Le Groupe d'action financière (GAFI) a mis en garde contre les risques croissants liés à l'utilisation illicite des stablecoins. Dans un nouveau rapport, l'organisme mondial de surveillance du blanchiment d'argent indique que les transferts de poste à poste par l'intermédiaire de portefeuilles de crypto-monnaie non hébergés peuvent contourner les mécanismes traditionnels de surveillance financière.

Cet article a été traduit de l'original. Lisez la version originale de notre correspondant ici.
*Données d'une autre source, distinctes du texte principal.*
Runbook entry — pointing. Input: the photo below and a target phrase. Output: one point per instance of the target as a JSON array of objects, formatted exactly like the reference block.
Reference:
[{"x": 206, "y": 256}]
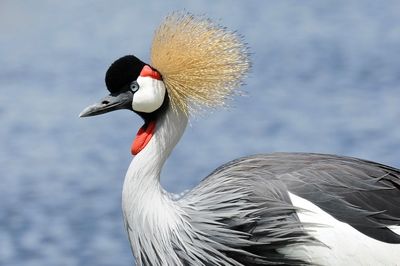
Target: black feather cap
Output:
[{"x": 122, "y": 72}]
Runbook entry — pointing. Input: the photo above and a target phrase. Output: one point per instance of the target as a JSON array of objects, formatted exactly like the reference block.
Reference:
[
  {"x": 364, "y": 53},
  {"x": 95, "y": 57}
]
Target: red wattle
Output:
[
  {"x": 147, "y": 71},
  {"x": 143, "y": 137}
]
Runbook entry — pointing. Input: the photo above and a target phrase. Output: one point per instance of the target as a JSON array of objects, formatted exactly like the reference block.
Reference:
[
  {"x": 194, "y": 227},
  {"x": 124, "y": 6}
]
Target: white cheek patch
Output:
[{"x": 150, "y": 95}]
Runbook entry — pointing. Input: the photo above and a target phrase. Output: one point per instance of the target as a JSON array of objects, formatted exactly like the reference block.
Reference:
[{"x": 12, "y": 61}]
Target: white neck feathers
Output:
[{"x": 150, "y": 215}]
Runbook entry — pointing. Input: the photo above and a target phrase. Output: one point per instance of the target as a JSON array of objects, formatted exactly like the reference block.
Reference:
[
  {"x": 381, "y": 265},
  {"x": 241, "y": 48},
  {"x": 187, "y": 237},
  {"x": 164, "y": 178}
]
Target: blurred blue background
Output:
[{"x": 326, "y": 78}]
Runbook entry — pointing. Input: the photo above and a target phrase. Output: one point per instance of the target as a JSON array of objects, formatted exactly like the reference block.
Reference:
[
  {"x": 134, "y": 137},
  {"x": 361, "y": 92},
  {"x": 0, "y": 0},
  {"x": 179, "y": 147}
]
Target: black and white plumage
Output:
[{"x": 284, "y": 208}]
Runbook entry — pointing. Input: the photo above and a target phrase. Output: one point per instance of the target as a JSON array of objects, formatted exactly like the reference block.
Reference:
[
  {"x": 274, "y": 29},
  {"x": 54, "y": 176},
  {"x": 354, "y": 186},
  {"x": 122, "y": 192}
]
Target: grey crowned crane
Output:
[{"x": 281, "y": 208}]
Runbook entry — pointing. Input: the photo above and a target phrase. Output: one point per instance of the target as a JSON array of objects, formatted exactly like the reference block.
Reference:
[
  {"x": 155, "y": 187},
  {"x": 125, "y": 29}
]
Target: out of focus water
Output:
[{"x": 326, "y": 78}]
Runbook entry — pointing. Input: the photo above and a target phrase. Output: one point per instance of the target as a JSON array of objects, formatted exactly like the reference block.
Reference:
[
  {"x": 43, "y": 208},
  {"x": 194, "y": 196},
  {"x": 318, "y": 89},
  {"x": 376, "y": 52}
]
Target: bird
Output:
[{"x": 264, "y": 209}]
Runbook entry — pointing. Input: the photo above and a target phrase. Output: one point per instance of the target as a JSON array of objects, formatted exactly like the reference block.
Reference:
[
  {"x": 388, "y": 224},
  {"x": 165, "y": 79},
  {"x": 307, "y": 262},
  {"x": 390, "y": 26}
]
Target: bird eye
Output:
[{"x": 134, "y": 86}]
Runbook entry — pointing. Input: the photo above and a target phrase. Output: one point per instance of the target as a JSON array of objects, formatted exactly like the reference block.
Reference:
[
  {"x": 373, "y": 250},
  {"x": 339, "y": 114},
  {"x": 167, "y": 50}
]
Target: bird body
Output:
[{"x": 282, "y": 208}]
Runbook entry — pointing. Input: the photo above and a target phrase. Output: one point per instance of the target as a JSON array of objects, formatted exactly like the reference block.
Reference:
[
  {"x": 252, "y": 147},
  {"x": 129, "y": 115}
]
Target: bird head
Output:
[
  {"x": 195, "y": 63},
  {"x": 133, "y": 85}
]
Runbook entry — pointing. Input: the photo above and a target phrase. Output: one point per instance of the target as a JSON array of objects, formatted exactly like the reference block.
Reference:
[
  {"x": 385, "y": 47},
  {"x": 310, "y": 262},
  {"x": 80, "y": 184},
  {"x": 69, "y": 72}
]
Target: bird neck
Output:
[
  {"x": 147, "y": 208},
  {"x": 147, "y": 164}
]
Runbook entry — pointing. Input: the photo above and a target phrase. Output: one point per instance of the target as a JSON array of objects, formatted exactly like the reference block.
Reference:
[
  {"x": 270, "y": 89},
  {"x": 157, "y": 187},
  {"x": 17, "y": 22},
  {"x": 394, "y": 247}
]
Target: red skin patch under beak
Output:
[
  {"x": 143, "y": 137},
  {"x": 147, "y": 71}
]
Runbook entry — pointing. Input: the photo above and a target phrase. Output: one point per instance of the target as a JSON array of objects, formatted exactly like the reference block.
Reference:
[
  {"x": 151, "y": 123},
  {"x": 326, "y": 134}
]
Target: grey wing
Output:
[{"x": 363, "y": 194}]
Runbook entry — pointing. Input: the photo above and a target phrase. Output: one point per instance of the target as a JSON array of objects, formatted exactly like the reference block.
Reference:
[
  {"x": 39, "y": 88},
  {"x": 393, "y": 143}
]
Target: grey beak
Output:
[{"x": 110, "y": 103}]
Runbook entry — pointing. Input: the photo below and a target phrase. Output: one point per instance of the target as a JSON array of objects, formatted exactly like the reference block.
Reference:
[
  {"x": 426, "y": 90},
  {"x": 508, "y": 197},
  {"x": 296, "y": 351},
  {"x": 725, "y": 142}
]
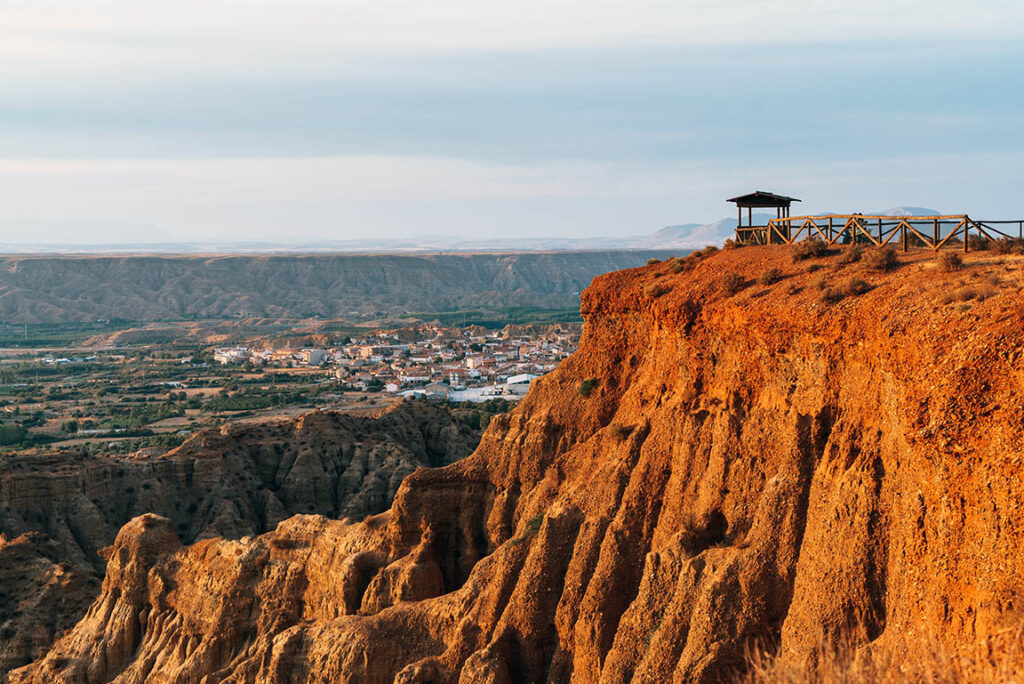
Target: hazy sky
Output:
[{"x": 145, "y": 120}]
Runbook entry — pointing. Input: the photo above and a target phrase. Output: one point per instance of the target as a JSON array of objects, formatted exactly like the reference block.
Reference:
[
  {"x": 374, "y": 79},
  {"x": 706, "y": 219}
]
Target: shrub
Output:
[
  {"x": 769, "y": 275},
  {"x": 587, "y": 386},
  {"x": 855, "y": 287},
  {"x": 1009, "y": 246},
  {"x": 977, "y": 243},
  {"x": 950, "y": 261},
  {"x": 732, "y": 283},
  {"x": 851, "y": 254},
  {"x": 830, "y": 295},
  {"x": 810, "y": 249},
  {"x": 881, "y": 258},
  {"x": 655, "y": 290},
  {"x": 679, "y": 264}
]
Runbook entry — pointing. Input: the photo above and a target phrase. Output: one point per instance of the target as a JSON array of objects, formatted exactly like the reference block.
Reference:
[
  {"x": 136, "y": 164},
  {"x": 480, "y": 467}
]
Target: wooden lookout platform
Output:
[{"x": 934, "y": 232}]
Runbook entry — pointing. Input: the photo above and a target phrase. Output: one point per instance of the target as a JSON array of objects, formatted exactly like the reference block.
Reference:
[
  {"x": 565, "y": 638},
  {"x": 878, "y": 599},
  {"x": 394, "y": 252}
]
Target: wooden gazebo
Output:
[{"x": 759, "y": 200}]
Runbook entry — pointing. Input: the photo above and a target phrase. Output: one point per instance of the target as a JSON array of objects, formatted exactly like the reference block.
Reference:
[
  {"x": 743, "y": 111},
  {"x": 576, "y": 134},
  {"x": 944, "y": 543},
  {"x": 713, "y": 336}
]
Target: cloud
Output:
[{"x": 403, "y": 197}]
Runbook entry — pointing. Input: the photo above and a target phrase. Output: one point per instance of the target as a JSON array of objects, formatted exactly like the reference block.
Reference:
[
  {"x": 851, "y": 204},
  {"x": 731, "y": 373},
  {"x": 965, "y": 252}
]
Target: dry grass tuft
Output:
[
  {"x": 1008, "y": 246},
  {"x": 732, "y": 283},
  {"x": 880, "y": 258},
  {"x": 978, "y": 243},
  {"x": 655, "y": 290},
  {"x": 854, "y": 287},
  {"x": 950, "y": 261},
  {"x": 851, "y": 254},
  {"x": 809, "y": 249},
  {"x": 769, "y": 275}
]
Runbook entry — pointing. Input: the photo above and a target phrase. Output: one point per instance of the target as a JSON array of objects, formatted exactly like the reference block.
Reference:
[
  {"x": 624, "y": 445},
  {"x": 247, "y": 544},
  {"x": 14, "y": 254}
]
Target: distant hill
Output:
[
  {"x": 55, "y": 289},
  {"x": 909, "y": 211}
]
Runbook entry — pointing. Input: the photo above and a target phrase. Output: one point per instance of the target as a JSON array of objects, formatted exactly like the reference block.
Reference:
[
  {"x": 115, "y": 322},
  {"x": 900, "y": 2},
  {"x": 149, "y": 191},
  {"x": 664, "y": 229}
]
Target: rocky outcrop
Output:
[
  {"x": 710, "y": 471},
  {"x": 235, "y": 481}
]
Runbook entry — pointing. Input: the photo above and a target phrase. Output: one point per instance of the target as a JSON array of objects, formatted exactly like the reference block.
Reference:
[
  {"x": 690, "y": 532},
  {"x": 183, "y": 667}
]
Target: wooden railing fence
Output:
[{"x": 931, "y": 231}]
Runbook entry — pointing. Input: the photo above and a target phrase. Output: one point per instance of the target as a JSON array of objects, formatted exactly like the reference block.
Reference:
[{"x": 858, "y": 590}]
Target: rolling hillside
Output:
[{"x": 53, "y": 289}]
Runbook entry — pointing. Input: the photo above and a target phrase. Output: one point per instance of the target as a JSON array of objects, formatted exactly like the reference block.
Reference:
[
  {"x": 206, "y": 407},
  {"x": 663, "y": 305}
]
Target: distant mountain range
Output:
[{"x": 682, "y": 237}]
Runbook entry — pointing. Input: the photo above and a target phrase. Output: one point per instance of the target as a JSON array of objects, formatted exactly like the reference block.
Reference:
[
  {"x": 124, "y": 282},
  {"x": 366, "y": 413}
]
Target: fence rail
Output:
[{"x": 931, "y": 231}]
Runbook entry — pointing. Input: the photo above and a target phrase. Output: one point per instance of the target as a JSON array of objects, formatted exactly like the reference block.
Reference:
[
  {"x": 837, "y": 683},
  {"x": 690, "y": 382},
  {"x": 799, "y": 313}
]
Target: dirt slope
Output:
[
  {"x": 58, "y": 511},
  {"x": 763, "y": 465}
]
Le régulateur affirme qu'à mesure que les stablecoins deviennent plus largement utilisés dans les paiements internationaux et les transferts transfrontaliers, les gouvernements devraient renforcer la surveillance. Le GAFI exhorte les juridictions à revoir les règles existantes et à introduire des garanties supplémentaires pour lutter contre le blanchiment d'argent et le financement du terrorisme.

Les transferts P2P restent un maillon faible

Le rapport se concentre sur les transactions effectuées par l'intermédiaire de portefeuilles autogérés. Ces transferts s'effectuent directement entre les utilisateurs, sans l'intervention de fournisseurs de services d'actifs virtuels (VASP) ou de banques. Par conséquent, certaines transactions échappent aux systèmes de surveillance habituels.

À la mi-2025, plus de 250 stablecoins étaient en circulation, avec une capitalisation boursière combinée dépassant les 300 milliards de dollars. La stabilité de leur prix et leur grande liquidité ont fait des stablecoins un outil populaire pour les règlements et les transferts transfrontaliers.

La société d'analyse de la blockchain Chainalysis note que les stablecoins sont désormais les actifs les plus couramment utilisés dans les transactions cryptographiques illicites. En 2025, ils représentaient environ 84 % du volume des transactions illégales d'actifs virtuels. La valeur totale des fonds envoyés à des adresses illicites a atteint au moins 154 milliards de dollars.

Le GAFI a également noté que ces opérations impliquent souvent des portefeuilles non hébergés et des chaînes de transactions complexes qui rendent plus difficile la traçabilité de l'origine des fonds.

Le GAFI appelle à une réglementation plus stricte

L'organisation exhorte les pays à reconnaître les risques spécifiques associés aux stablecoins et à mettre en place des réglementations adaptées à ces actifs. Le GAFI rappelle également aux juridictions de mettre pleinement en œuvre la recommandation 15 de ses normes, qui étend les exigences en matière de lutte contre le blanchiment d'argent et le financement du terrorisme au secteur des crypto-monnaies.

Le chien de garde appelle également à renforcer les capacités techniques des régulateurs. Les priorités comprennent l'expertise dans l'analyse de la blockchain, la surveillance des transactions P2P et une compréhension plus approfondie des mécanismes de contrats intelligents.

Certaines recommandations s'adressent aux émetteurs de stablecoins. Le GAFI suggère de mettre en œuvre des outils de gestion des risques tels que la possibilité de geler ou de brûler des jetons, une vérification renforcée des clients lors des rachats, et des restrictions sur les transactions impliquant des adresses à haut risque.

L'importance du rapport pour le marché

Malgré l'augmentation des volumes absolus de transactions illicites, leur part dans l'économie cryptographique au sens large reste relativement faible. Selon Chainalysis, l'activité criminelle représente moins de 1 % de l'ensemble des transactions de la blockchain.

Dans le même temps, les stablecoins continuent de gagner du terrain dans les paiements mondiaux et les échanges de crypto-monnaies. Les principaux émetteurs tels que Tether et Circle intègrent déjà leurs jetons dans les systèmes de paiement et les services financiers, tandis que certaines banques et sociétés fintech explorent leur utilisation pour les règlements transfrontaliers.

Dans ce contexte, un renforcement de la surveillance réglementaire pourrait façonner la prochaine phase de développement du marché. De nouvelles exigences pour les émetteurs, les bourses et les fournisseurs d'infrastructures pourraient améliorer la transparence et accélérer l'intégration des stablecoins dans le système financier traditionnel.